Autochartist - Latest Chart Patterns
Weekly discussion and analysis of chart patterns from our partners at Autochartist.
Weekly Commodities Update: US Treasury Bonds
Treasuries treaded water during the first week of 2012 as equities rebounded slightly. Both treasuries and equities remained inside of their recent ranges, leaving traders to await further developments to see which way the trends are going to break. US Treasury bonds have been holding a broad range slightly below record highs, forming the channel down chart pattern identified here on the Autochartist emerging patterns platform.

The resistance drawn from the swing high near 146.00 points forms the top of the channel down, with the recent swing low near 141.00 points confirming the bottom of the formation. Measuring 68 four-hour candles in duration so far, the market appears capable of trading inside of this range for some time to come. This makes it a dominant pattern to watch for a breakout in order to establish long-term directional bias for the treasuries.
Meanwhile, swing trading inside of the channel may be an effective strategy for shorter-term traders. The nearly four-point range between the upper and lower channel boundaries affords substantial opportunity to capture portions of each move. Risk on these positions can be limited by placing Stop-loss orders outside the support and resistance provided.
An eventual move below 140.00 or above 145.50 will be required to complete this pattern and generate a directional forecast. This may occur sooner than later if extreme volatility returns to the markets, however January’s fairly uneventful beginning encourages the likelihood that the price is likely to form at least one or two more legs inside the channel before a meaningful trend shift occurs.
Weekly Forex Update: USD/KRW
USD/KRW continues the steady advance inside the uniform triangle chart pattern. The overall quality of this chart pattern is measured at the four-bar level, which reflects the following values of the individual contributing quality indicators: below-average initial trend (rated at the four-bar level), substantial uniformity (eight bars) and low clarity. Higher uniformity reflects even distribution of the reversal points on which the upper and the lower trend lines of this triangle are based. This triangle reverses the strong preceding downtrend visible on the daily, weekly and the monthly USD/KRW charts.
The bottom of this triangle (point C on the chart below) formed when the aforementioned preceding downtrend reversed from the major support 1050.00. The following sharp upward price impulse from point C stopped close to the resistance at the round price level 1200.00 (point A). The price then corrected down (in the A to D price move) to the strong support area lying at the intersection of the previous major resistance 1100.00 (now support after it had been broken by the C to A price impulse) and 61.8 % Fibonacci retracement of the preceding C to A impulse. The price has continued upward movement from point D, correcting twice to the support areas close to the subsequent Fibonacci correction levels of the C to A impulse – to 50% Fibonacci retracement at point E and to 38.2% Fibonacci retracement at point F (as shown on the second chart below).
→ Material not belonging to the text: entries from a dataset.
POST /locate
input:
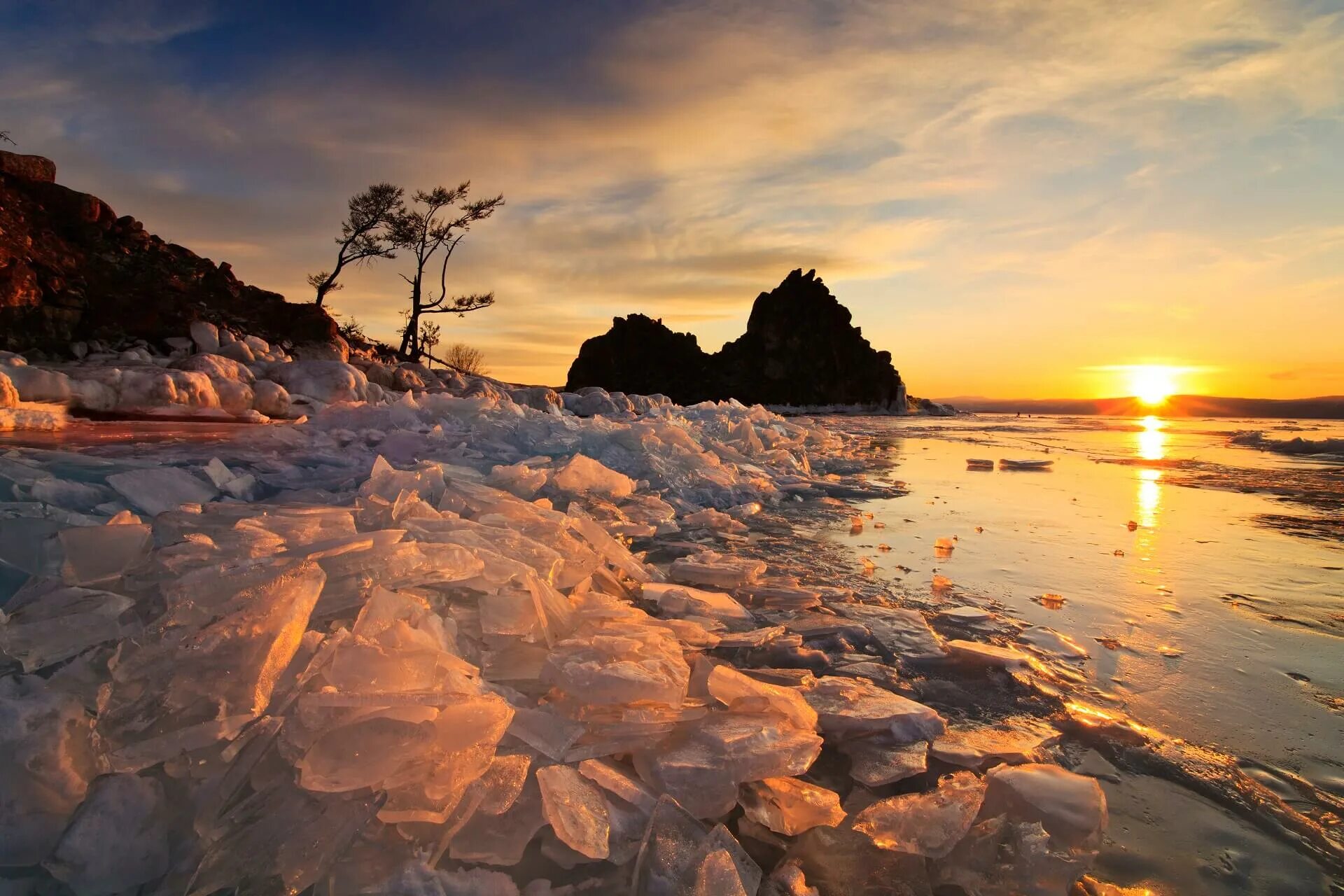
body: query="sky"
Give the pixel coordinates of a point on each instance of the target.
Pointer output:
(1016, 199)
The pair is expected to rise further in the coming sessions.

The following daily USD/KRW chart shows the technical price levels mentioned above.

Weekly Index Update: Wall Street
Autochartist has identified the formation of a Gartley Fibonacci pattern on the 60-minute Wall Street chart. Based on the break from point A to point B, the pattern is predicting a break into the forecast price level at 12270.00 over the near term. The Gartley pattern is a complex price pattern based on Fibonacci numbers and ratios. It is used to determine buy and sell signals by measuring price retracements of a stock index’s up and down movement.

The Dow Jones example shows an uptrend XA with a price reversal top at A. Using Fibonacci ratios, the retracement AB should be 61.8% of the price range A minus X, as shown by line XB. At B, the price reverses again. Ideally, retracement BC should be between 61.8% and 78.6% of the AB price range, not the length of the lines, and is shown along the line AC. At C, the price again reverses with retracement C to target between 127% and 161.8% of the range BC and is shown along the line B to target. The target is the point to buy as the market could begin a rally from this price.
Patient traders may want to wait for the possible break into the target before beginning their buying campaign for a move into the identified Fibonacci levels 12333.89 to12537.77, but aggressive traders may want to consider shorting the market for the anticipated break. It all depends on one’s style of trading and personal preference as well as the confidence one has in Autochartist’s ability to forecast the next move. If considering the short side traders should remember to use Stop-loss protection, and that a move through point C or 12435.83 will negate the formation.
Disclaimer: the above comments do not constitute investment advice and IG Index accepts no responsibility for any use that may be made of them.